Hello and welcome to NewsHour live from the BBC World Service in London.
I'm Rebecca Kesby.
In less than 24 hours, Presidents Trump and Putin will take part in an historic summit in Alaska,
beginning with a breakfast meeting, we're told.
Mr Putin doesn't leave Russia very often.
There are 124 countries in the world where border officials would be obliged to arrest him
if he arrived there.
Those are countries that are signatories to the Rome Statute of the International Criminal Court.
The ICC has an arrest warrant out on Vladimir Putin.
It alleges that there are reasonable grounds to believe Mr Putin Putin bears individual criminal responsibility for the unlawful deportation of children from Ukraine to Russia.
That would be a war crime.
We'll look in detail at Ukraine's missing children in a moment.
Luckily though for Mr Putin the United States did not sign up to the Rome Statute so these face-to-face talks with Mr Trump can happen on US soil.
There's a lot at stake.
Mr Trump is keen to play peacemaker and get a ceasefire in eastern Ukraine.

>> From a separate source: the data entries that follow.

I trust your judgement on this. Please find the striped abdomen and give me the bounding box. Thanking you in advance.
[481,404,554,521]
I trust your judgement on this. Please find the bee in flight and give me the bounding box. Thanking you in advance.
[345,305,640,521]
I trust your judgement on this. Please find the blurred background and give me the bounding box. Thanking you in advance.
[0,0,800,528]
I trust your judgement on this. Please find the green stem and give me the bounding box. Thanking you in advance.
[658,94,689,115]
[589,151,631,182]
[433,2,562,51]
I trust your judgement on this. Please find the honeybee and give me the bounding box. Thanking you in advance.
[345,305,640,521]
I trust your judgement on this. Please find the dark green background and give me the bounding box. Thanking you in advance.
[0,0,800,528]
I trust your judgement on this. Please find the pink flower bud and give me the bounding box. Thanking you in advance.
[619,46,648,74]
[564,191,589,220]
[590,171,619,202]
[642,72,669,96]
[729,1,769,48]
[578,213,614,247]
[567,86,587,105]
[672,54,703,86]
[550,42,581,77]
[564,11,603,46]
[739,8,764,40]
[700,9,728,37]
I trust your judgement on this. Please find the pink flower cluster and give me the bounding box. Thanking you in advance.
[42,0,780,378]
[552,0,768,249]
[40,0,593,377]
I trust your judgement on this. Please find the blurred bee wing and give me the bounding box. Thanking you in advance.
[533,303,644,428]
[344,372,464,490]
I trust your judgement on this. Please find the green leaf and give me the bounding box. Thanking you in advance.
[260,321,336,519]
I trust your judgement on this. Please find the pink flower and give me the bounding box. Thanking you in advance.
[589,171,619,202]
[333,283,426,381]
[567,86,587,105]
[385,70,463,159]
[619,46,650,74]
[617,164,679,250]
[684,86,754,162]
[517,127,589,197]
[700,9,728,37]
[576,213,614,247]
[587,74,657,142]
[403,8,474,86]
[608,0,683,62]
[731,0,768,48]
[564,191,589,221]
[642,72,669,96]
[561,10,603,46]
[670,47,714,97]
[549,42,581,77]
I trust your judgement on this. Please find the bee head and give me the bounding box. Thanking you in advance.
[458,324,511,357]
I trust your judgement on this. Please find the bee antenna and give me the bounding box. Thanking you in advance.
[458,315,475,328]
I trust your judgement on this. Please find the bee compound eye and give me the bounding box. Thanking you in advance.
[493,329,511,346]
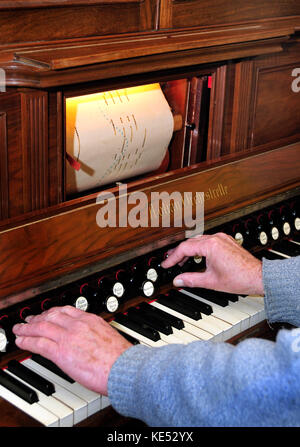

Mr Putin Putin is under pressure to prove he's serious about ending the war.
This is what he had to say this morning.
I would like to tell you about the stage we are at with the current American administration which as everyone here knows is making in my opinion quite energetic and sincere efforts to stop the fighting.
end the crisis and reach agreements of interest to all parties involved in this conflict.
But Ukraine's President Volodymyr Zelensky has not been invited to Alaska.